Make sure you’re used to your skates and skating itself
If you’re not used to being on the ice for long periods, you will feel discomfort and severe pain in your feet and legs. So make sure you aren’t overextending yourself. A proper warmup routine before beginning to skate also helps. Likewise, breaking-in with new skates is a necessity to ensure your skates and feet go together well. One of the ways to do this properly is to use your skates for small periods every day and increase the time gradually as your feet get accustomed to the new skates. If your skates don’t have proper padding and guards, consider buying a better quality skate, as sufficient padding and good quality ankle guards provide better support.
Ensure that you have a proper posture while skating
Everyone would agree that the balance and posture of an individual are two of the single most important aspects of a hockey player. And as such, not having proper posture and balance lead to uneven weight distribution in your legs and feet, ultimately causing severe foot pain.
Practicing knee bends is also crucial for players who struggle with their balance as tend to lean too far forward or too upright. Poor balance in a player’s stance will hinder every aspect of the game from skating speed, and shooting to being able to stay strong on their skates when being bumped or checked.
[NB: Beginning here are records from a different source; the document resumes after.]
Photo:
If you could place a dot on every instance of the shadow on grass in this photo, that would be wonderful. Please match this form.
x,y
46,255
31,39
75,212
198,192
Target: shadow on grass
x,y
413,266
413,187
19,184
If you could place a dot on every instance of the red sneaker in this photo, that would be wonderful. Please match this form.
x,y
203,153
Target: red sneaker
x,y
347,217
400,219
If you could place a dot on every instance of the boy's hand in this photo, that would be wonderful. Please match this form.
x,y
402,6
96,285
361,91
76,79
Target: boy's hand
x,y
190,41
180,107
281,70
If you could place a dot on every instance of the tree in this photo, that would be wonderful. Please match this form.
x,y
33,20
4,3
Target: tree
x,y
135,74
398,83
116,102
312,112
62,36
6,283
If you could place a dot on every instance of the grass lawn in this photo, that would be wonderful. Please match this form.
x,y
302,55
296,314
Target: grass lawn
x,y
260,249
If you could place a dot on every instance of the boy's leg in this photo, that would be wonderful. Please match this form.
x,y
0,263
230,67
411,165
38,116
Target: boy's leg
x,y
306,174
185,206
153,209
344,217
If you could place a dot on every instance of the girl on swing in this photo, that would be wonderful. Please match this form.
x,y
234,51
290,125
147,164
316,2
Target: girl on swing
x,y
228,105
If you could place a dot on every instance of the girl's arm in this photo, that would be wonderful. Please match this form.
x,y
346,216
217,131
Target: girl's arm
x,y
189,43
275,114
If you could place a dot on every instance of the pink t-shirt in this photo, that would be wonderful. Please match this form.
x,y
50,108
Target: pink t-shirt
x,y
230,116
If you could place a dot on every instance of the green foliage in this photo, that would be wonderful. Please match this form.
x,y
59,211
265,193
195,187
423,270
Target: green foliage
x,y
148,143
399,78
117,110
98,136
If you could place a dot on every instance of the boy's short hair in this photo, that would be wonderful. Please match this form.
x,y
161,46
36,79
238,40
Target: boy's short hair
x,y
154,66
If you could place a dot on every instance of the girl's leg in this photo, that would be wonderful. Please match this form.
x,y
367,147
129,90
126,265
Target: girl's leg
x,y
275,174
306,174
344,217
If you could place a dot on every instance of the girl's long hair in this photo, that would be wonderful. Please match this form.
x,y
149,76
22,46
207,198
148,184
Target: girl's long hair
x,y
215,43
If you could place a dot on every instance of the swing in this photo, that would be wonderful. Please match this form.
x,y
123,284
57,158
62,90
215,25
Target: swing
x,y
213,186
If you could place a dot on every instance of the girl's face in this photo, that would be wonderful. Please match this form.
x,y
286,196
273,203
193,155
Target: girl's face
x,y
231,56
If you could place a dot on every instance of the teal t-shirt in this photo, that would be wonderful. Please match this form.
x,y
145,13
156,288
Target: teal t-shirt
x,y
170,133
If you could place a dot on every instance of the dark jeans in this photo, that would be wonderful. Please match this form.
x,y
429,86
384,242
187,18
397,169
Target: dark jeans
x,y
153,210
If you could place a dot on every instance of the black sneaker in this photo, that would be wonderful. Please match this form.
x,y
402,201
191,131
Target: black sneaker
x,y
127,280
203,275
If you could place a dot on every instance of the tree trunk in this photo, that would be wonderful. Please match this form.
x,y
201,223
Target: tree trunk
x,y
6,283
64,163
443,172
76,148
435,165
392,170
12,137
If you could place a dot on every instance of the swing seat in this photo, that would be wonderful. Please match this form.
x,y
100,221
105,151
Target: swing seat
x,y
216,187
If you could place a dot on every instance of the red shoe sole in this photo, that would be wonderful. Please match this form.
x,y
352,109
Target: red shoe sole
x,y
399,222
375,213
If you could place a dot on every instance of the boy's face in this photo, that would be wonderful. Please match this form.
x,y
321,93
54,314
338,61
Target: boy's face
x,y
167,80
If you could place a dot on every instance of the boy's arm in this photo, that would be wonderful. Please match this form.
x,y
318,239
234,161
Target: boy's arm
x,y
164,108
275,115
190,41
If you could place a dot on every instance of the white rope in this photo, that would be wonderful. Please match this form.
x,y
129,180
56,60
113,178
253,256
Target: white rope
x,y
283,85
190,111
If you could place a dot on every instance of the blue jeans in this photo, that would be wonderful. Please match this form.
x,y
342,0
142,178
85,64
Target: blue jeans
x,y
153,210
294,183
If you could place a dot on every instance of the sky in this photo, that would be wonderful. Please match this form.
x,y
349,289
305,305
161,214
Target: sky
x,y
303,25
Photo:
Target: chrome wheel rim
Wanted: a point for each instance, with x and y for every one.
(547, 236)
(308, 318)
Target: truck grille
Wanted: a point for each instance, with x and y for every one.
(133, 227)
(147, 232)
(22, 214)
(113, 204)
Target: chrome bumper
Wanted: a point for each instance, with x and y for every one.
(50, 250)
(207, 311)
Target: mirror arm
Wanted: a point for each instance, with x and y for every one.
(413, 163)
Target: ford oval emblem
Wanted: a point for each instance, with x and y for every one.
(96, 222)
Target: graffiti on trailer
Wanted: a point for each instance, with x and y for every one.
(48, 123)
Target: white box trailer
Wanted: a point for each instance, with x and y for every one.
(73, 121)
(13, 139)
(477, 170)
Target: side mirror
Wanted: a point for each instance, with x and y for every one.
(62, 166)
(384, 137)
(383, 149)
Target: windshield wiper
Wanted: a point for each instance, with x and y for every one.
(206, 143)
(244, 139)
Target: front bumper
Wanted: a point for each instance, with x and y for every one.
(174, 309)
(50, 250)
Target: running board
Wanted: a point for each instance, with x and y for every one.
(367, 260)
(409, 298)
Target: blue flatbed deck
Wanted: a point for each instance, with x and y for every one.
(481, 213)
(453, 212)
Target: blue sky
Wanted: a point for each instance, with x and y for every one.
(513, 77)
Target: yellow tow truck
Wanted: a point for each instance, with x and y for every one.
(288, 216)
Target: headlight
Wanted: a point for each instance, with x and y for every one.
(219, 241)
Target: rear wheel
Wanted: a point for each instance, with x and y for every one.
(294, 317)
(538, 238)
Consider buying new skates
Skates, like all other good things in life, also do come to an end after a certain time. While worn down and overused skates are disadvantageous to your gameplay, they are also a serious health hazard. Broken blade holders and worn-down ankle guards and padding are more than just a minor inconvenience, they are an invitation to the plethora of accidents that can happen while skating. From your feet hurting slightly, to falling due to your blades sliding out in the middle of the rink to your ankle being dislocated – ooh, that’s something you’d definitely want to avoid. Once you start noticing your skates degrading with time; torn padding and malfunctioning blade holders, don’t cheap out, get an upgrade, for the sake of your precious feet.
Playing any sport involves numerous difficulties one might face and involves an even larger amount of solutions for them. Discerning what is the main cause of the problem is hard, and finding the most effective solution for it is even harder. I hope these given tips and the solutions I mentioned helped you, even if the tiniest bit, to solve this specific problem. Good luck and may you win your next game on the rink!